Music > Piano Music
Adagio in G major, D. 178
In 1815, Schubert composed the Adagio in G major D. 178. Though there are two known versions of this work, the second is extant only as a fragment. The first version of 8 April 1815 was cast in a tripartite song form (A-B-A) and boasts not only interesting harmonics, but also pianistic brilliance provided by dazzling interjections which the Schubert biographer Alfred Einstein once called 'little virtuoso coquetries'.
2 Scherzos for piano, D. 593
Franz Schubert spent the spring and summer of 1817 composing piano sonatas and when autumn came and he discovered some residual thoughts for piano scherzos floating around his head, he simply put them down on paper as two self-standing scherzos and left it at that. In 1871, these two slender works found their way into print as the 2 Scherzos for piano, and Otto Erich Deutsch entered them in his complete Schubert catalog as D. 593. In both, Schubert adopts the usual three-section "da capo" plan of such pieces (ABA, the B section being known as the trio -- a holdover from the scherzo's days as the bastard child of the minuet). In addition, the music of the A section is itself broken up into two contrasting strains of music, the second of which digresses from and then returns to the melody and harmonies of the opening.
The first is an Allegretto in B flat that is surely among the most immediately disarming representatives of its species. Here the humor is not that of a headlong plunge into musical recklessness, as with so many Beethoven's scherzos, but rather that of mock-docility. During the second section of the scherzo-proper (as opposed to the trio section) Schubert makes a move to D flat major, but unravels this new key after about eight bars with a thread of spinning triplets that eventually run their way down into the deep bass register. The lovely piano-pianissimo melody of the E flat major trio portion dips and sways as though in a rocking chair.
The second is marked Allegro moderato and takes as its home key the D flat major hinted at during the previous piece. It is an altogether more outgoing piece of music, boisterously plodding forth on what sounds very much like an old German drinking tune, but still making room, at the end of each phrase, for the kind of sprightly staccato eighth notes that saturate the first Scherzo. In the subsidiary passage to the opening section, the pianist suddenly finds him- or herself up in E major; and the move back down to D flat is made in just as sudden and surprising a way. The A flat major trio, a bit of music also found in the scherzo of Schubert's E flat major Piano Sonata, D. 568, composed the same year, is filled with gentle dotted rhythms.

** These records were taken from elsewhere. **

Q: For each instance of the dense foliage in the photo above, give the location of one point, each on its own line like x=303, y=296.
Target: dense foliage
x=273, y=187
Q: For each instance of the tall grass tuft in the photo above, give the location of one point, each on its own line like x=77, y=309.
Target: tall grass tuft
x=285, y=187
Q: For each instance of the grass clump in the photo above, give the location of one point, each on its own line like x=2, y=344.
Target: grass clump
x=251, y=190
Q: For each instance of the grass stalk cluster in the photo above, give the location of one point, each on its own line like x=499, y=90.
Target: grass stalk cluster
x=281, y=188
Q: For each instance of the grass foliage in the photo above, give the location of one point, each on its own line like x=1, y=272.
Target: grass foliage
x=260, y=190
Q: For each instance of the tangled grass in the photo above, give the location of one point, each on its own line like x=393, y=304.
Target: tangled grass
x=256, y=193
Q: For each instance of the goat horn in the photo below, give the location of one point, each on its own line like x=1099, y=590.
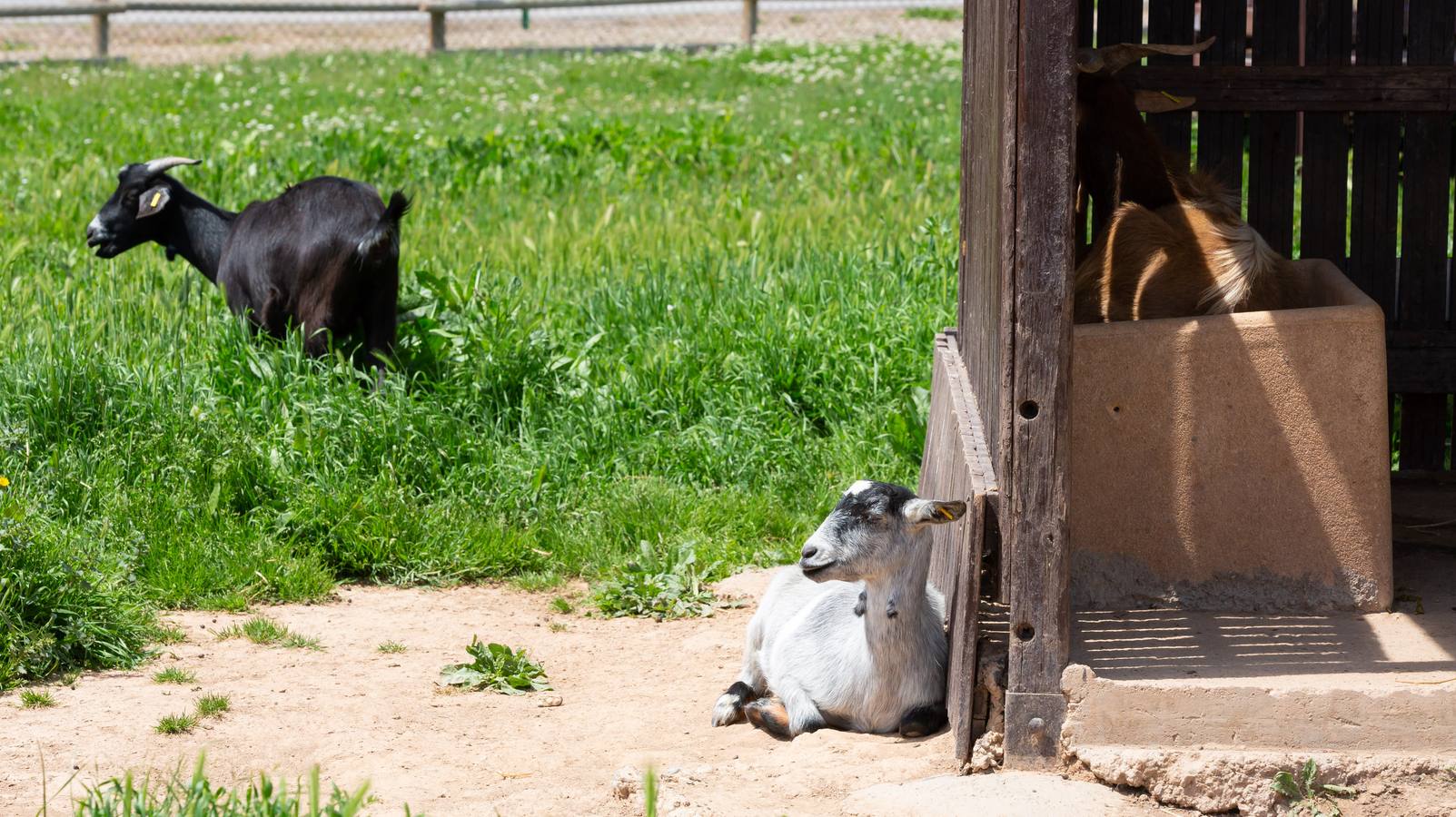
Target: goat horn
x=1161, y=101
x=1113, y=58
x=166, y=163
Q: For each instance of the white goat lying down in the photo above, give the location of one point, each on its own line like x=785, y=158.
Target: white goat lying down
x=850, y=636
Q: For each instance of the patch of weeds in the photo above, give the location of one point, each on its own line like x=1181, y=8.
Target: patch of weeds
x=1308, y=797
x=659, y=586
x=168, y=634
x=499, y=667
x=175, y=724
x=261, y=629
x=200, y=795
x=297, y=641
x=173, y=674
x=33, y=699
x=934, y=14
x=212, y=705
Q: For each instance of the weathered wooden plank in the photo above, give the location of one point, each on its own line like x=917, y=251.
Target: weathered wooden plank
x=1171, y=22
x=987, y=194
x=1325, y=171
x=1376, y=162
x=1221, y=134
x=1272, y=134
x=956, y=467
x=1308, y=88
x=964, y=629
x=1037, y=526
x=1427, y=168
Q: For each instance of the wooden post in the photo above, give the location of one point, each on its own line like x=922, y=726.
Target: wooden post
x=1037, y=551
x=101, y=34
x=437, y=31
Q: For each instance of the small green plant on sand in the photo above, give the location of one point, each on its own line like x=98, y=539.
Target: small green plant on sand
x=1306, y=797
x=175, y=724
x=261, y=629
x=200, y=795
x=499, y=667
x=212, y=705
x=649, y=792
x=31, y=699
x=168, y=634
x=659, y=586
x=173, y=674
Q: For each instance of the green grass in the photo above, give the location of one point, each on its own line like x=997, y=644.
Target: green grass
x=669, y=299
x=499, y=667
x=262, y=797
x=261, y=629
x=212, y=705
x=175, y=724
x=935, y=14
x=34, y=699
x=656, y=586
x=173, y=674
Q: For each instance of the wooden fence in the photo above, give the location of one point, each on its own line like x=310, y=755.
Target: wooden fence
x=1332, y=120
x=437, y=11
x=1344, y=111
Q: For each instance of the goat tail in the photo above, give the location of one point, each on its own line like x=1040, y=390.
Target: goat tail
x=386, y=231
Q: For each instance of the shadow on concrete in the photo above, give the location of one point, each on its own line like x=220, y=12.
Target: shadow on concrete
x=1183, y=644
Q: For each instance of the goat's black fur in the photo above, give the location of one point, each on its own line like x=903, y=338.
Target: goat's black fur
x=322, y=257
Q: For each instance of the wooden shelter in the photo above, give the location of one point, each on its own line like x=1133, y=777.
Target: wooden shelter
x=1334, y=120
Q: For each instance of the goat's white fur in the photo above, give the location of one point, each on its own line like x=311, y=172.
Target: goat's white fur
x=833, y=667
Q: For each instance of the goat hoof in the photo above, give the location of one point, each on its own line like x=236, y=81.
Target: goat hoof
x=727, y=711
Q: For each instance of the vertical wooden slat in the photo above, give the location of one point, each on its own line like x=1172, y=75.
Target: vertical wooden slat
x=750, y=21
x=1272, y=134
x=1327, y=139
x=987, y=195
x=956, y=468
x=1037, y=546
x=1427, y=168
x=1086, y=22
x=1221, y=134
x=1171, y=22
x=1118, y=21
x=1376, y=162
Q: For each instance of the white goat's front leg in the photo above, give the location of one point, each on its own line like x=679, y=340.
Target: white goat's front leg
x=750, y=684
x=788, y=717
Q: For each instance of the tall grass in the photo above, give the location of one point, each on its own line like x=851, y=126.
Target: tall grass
x=666, y=299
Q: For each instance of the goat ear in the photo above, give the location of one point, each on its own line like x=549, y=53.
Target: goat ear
x=154, y=202
x=934, y=511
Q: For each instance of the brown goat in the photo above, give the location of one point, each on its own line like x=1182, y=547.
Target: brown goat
x=1174, y=243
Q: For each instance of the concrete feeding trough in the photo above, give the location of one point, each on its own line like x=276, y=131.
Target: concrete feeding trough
x=1233, y=462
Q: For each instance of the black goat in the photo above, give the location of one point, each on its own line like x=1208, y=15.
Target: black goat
x=322, y=257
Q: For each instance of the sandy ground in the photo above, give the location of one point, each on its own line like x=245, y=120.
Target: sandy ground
x=634, y=692
x=193, y=40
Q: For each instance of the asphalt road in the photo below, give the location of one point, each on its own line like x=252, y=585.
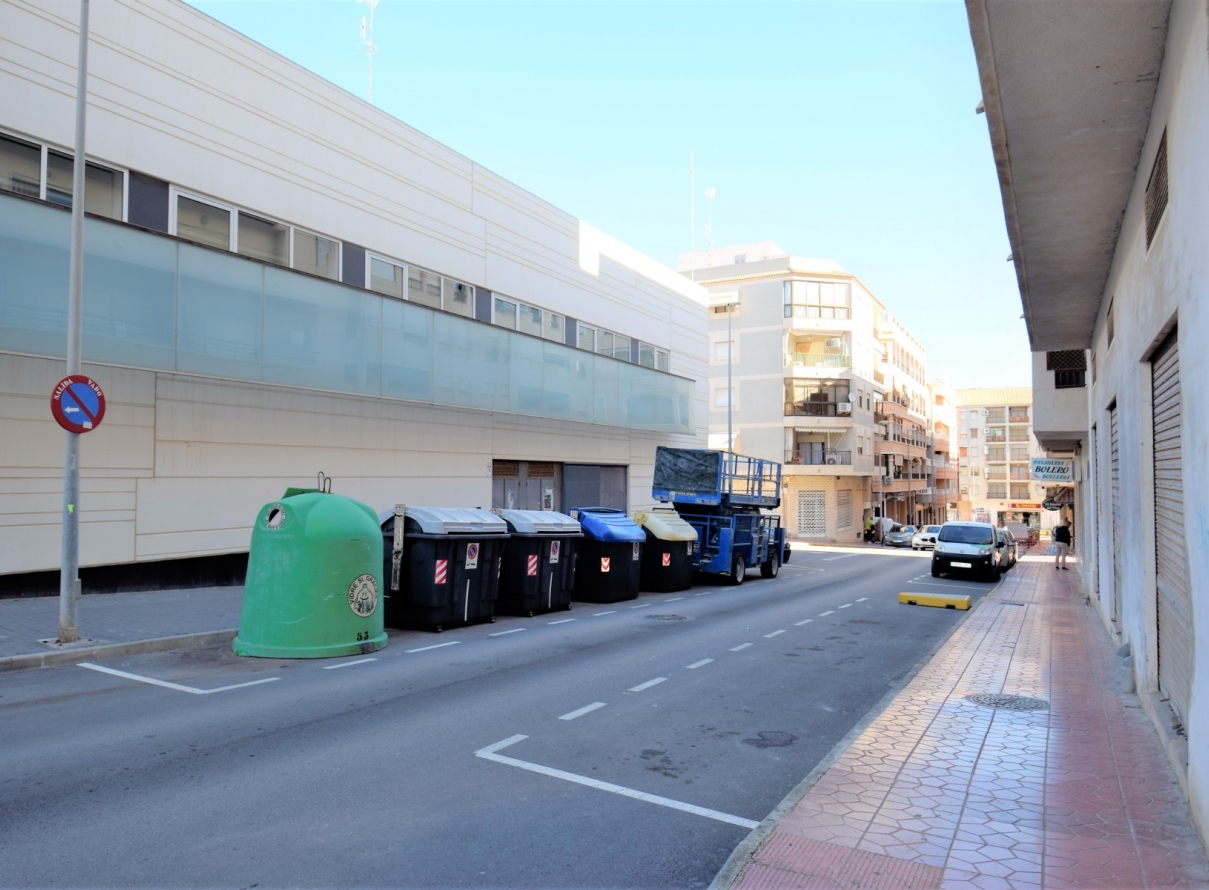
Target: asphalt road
x=645, y=740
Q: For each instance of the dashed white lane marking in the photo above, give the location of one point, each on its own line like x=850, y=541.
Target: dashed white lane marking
x=347, y=664
x=649, y=683
x=490, y=753
x=166, y=685
x=438, y=646
x=582, y=711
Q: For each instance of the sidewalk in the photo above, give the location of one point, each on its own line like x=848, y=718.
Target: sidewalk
x=116, y=624
x=942, y=792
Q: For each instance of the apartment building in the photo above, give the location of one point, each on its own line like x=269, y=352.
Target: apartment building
x=798, y=339
x=1106, y=204
x=281, y=279
x=996, y=449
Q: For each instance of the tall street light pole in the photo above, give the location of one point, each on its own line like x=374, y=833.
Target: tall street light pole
x=69, y=571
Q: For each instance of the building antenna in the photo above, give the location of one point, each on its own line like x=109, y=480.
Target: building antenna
x=368, y=41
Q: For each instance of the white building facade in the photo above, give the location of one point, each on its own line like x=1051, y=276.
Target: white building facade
x=1106, y=200
x=282, y=279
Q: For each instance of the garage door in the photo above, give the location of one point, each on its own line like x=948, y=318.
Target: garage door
x=1174, y=602
x=811, y=514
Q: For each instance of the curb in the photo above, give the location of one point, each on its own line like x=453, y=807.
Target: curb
x=138, y=647
x=741, y=856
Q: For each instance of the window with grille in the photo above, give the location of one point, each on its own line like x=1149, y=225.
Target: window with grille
x=1156, y=191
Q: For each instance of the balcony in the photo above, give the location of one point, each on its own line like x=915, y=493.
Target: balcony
x=156, y=302
x=805, y=457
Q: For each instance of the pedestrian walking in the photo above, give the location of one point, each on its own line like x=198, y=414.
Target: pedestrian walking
x=1062, y=545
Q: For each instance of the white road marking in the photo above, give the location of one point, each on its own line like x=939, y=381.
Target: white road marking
x=438, y=646
x=649, y=683
x=490, y=753
x=166, y=685
x=582, y=711
x=348, y=664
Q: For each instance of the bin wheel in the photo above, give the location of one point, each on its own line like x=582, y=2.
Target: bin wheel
x=738, y=570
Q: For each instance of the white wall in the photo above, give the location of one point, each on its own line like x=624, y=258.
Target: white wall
x=1151, y=289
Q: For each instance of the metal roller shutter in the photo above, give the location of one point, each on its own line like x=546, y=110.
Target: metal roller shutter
x=1115, y=507
x=1174, y=606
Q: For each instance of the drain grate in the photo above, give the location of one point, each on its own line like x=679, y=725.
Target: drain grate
x=1011, y=703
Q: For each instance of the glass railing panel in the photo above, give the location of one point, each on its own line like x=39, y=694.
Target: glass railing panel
x=220, y=318
x=320, y=334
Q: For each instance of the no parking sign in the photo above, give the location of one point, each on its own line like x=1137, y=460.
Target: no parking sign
x=77, y=403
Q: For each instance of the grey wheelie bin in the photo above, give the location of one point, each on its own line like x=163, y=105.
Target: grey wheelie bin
x=667, y=554
x=539, y=562
x=441, y=568
x=608, y=562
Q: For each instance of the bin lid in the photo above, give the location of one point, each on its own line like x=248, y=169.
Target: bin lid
x=450, y=520
x=539, y=522
x=609, y=525
x=665, y=525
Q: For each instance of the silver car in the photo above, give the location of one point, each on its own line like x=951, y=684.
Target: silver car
x=900, y=536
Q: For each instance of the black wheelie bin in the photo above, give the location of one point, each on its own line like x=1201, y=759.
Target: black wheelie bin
x=608, y=562
x=667, y=554
x=539, y=562
x=443, y=567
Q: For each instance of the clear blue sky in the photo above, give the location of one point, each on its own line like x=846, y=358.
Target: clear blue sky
x=837, y=129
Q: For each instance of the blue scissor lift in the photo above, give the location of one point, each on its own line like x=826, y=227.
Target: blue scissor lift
x=730, y=500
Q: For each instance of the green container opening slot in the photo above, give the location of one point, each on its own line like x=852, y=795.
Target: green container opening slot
x=314, y=579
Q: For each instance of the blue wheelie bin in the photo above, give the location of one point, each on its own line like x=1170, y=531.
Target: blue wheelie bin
x=609, y=555
x=539, y=562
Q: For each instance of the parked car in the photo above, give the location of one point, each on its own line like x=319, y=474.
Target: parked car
x=900, y=536
x=1011, y=552
x=971, y=547
x=925, y=538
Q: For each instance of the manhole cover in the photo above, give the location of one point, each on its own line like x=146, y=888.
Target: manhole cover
x=1011, y=703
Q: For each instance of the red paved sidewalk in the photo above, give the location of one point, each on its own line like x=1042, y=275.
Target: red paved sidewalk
x=943, y=792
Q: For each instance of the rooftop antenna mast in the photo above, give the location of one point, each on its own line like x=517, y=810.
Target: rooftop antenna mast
x=368, y=41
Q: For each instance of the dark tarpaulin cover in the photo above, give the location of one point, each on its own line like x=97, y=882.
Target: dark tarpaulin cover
x=687, y=469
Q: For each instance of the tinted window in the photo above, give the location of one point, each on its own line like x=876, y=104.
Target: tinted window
x=966, y=535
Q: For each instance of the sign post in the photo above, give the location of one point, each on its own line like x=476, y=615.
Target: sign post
x=69, y=562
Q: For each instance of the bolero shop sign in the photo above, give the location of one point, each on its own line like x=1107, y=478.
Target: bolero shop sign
x=1047, y=469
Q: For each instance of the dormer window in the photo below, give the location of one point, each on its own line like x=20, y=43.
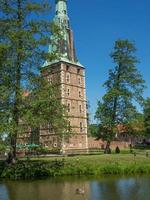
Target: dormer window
x=69, y=107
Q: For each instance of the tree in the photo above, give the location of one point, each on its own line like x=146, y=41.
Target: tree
x=147, y=117
x=123, y=87
x=24, y=34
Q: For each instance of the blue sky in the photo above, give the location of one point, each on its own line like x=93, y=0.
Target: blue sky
x=96, y=25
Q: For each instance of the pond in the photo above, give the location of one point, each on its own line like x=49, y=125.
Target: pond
x=77, y=188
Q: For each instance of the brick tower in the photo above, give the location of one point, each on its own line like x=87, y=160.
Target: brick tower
x=70, y=75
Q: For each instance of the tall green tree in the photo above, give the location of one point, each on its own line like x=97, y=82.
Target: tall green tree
x=147, y=116
x=24, y=34
x=124, y=87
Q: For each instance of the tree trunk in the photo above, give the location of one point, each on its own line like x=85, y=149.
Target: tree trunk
x=17, y=99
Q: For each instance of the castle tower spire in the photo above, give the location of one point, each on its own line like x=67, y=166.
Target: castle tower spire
x=61, y=15
x=64, y=48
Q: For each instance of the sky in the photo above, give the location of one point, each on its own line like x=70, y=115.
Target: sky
x=97, y=24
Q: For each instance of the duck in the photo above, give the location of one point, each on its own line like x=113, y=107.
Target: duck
x=80, y=191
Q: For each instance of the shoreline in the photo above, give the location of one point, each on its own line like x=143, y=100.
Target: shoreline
x=76, y=166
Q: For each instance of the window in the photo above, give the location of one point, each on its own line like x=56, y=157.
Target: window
x=68, y=92
x=81, y=127
x=49, y=79
x=68, y=78
x=67, y=67
x=79, y=80
x=69, y=107
x=69, y=126
x=80, y=108
x=80, y=94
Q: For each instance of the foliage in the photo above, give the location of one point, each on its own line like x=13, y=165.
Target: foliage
x=147, y=117
x=93, y=130
x=123, y=87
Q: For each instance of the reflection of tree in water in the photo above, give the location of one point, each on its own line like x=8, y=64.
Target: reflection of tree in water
x=134, y=188
x=104, y=190
x=3, y=192
x=52, y=189
x=65, y=189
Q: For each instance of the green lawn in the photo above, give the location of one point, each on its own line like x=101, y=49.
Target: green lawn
x=102, y=160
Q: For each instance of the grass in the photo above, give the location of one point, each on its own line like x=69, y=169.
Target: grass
x=123, y=164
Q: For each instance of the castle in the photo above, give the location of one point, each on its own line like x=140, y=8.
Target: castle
x=70, y=77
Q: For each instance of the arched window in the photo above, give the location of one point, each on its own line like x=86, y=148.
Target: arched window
x=68, y=91
x=69, y=107
x=81, y=127
x=80, y=108
x=68, y=78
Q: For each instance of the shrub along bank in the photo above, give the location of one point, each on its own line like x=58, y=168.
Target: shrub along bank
x=81, y=165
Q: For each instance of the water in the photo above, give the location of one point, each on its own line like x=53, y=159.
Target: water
x=110, y=188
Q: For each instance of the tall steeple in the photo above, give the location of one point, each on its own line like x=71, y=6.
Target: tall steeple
x=64, y=47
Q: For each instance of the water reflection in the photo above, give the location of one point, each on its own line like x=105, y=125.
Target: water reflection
x=65, y=189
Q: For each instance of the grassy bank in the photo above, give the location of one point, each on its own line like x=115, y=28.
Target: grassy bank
x=78, y=165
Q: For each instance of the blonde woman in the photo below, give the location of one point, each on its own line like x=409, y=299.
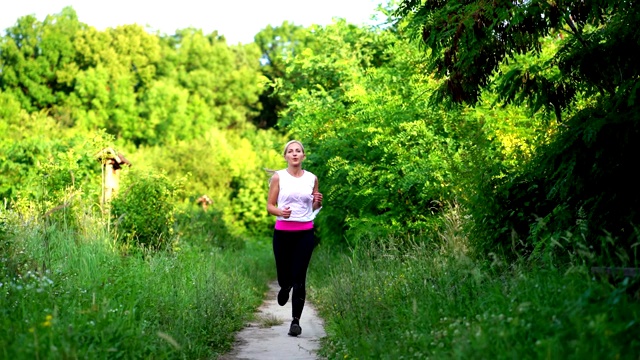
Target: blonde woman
x=295, y=201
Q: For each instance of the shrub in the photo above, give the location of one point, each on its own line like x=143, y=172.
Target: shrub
x=144, y=214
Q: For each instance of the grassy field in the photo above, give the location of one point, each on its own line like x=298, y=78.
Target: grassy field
x=67, y=295
x=413, y=301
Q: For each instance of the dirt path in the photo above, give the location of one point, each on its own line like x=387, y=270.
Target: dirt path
x=262, y=339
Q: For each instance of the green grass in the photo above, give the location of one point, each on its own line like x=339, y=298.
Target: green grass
x=71, y=294
x=414, y=301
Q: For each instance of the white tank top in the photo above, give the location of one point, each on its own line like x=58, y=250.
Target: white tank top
x=297, y=194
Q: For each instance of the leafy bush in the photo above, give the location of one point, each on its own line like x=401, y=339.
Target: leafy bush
x=205, y=229
x=144, y=214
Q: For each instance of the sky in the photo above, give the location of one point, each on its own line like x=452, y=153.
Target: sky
x=237, y=20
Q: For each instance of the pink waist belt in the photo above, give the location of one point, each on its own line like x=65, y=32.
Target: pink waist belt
x=293, y=225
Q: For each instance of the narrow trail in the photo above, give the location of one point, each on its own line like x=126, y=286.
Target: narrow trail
x=260, y=342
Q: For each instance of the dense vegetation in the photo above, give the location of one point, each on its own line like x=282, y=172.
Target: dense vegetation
x=475, y=158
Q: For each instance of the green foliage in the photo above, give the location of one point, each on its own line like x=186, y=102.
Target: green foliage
x=419, y=301
x=385, y=165
x=144, y=214
x=571, y=59
x=73, y=294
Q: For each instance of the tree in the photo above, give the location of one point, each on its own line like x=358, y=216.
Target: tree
x=33, y=55
x=579, y=182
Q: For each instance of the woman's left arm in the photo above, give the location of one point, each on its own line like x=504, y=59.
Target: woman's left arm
x=317, y=196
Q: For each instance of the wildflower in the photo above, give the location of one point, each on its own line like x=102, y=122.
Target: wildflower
x=47, y=321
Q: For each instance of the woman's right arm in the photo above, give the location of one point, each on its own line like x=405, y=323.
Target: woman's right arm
x=272, y=199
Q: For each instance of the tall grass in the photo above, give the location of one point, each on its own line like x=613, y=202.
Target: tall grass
x=404, y=299
x=73, y=294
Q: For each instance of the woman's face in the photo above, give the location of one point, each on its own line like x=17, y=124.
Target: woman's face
x=294, y=154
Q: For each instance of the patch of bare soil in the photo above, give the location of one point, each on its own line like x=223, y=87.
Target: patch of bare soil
x=266, y=337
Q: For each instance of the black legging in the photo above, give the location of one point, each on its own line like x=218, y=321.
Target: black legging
x=292, y=250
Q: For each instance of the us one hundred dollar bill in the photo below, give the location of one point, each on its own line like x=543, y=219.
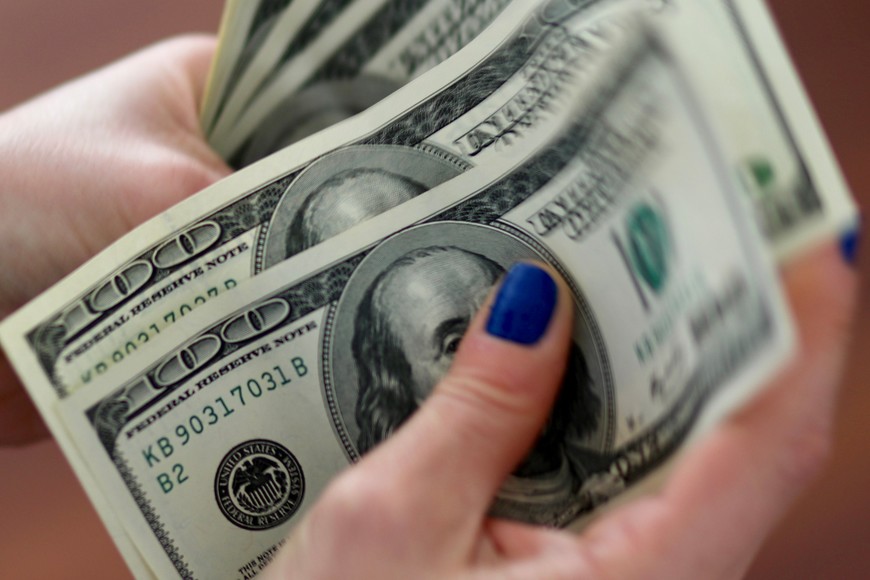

Andante in A major, D. 604
The Andante in A major D. 604, probably from 1817, has no indication of tempo in the manuscript, but is widely thought to belong to the Sonata in F sharp minor (D. 570/571). Scholars tend to support this view because of the key, which fits in seamlessly, and because it has come down to us without a date, signature or indication of the medium, something that usually occurs only in the middle movements of Schubert's sonatas. Since the tempo indication is also missing, the Andante marking follows a recommendation of the New Schubert Edition. It is a delicate piece and flows pleasantly in 6/8 metre. Interest is maintained by both melodic and rhythmic invention, and for much of the piece a constant flow of semiquavers (16th notes) produces a moto perpetuo effect.
Allegretto in C minor, D. 915
The Allegretto in C minor D. 915, fully in the mould of a Moment musicaux, was written in the album of Ferdinand Walcher on 26 April 1827, with the inscription 'To my dear friend...as a memento' on the occasion of Walcher's departure for Venice. It is an attractive piece in 6/8 time, with a particularly wistful Trio section - indeed, the whole piece breathes gentle nostalgia and is well suited to its purpose as a farewell gift.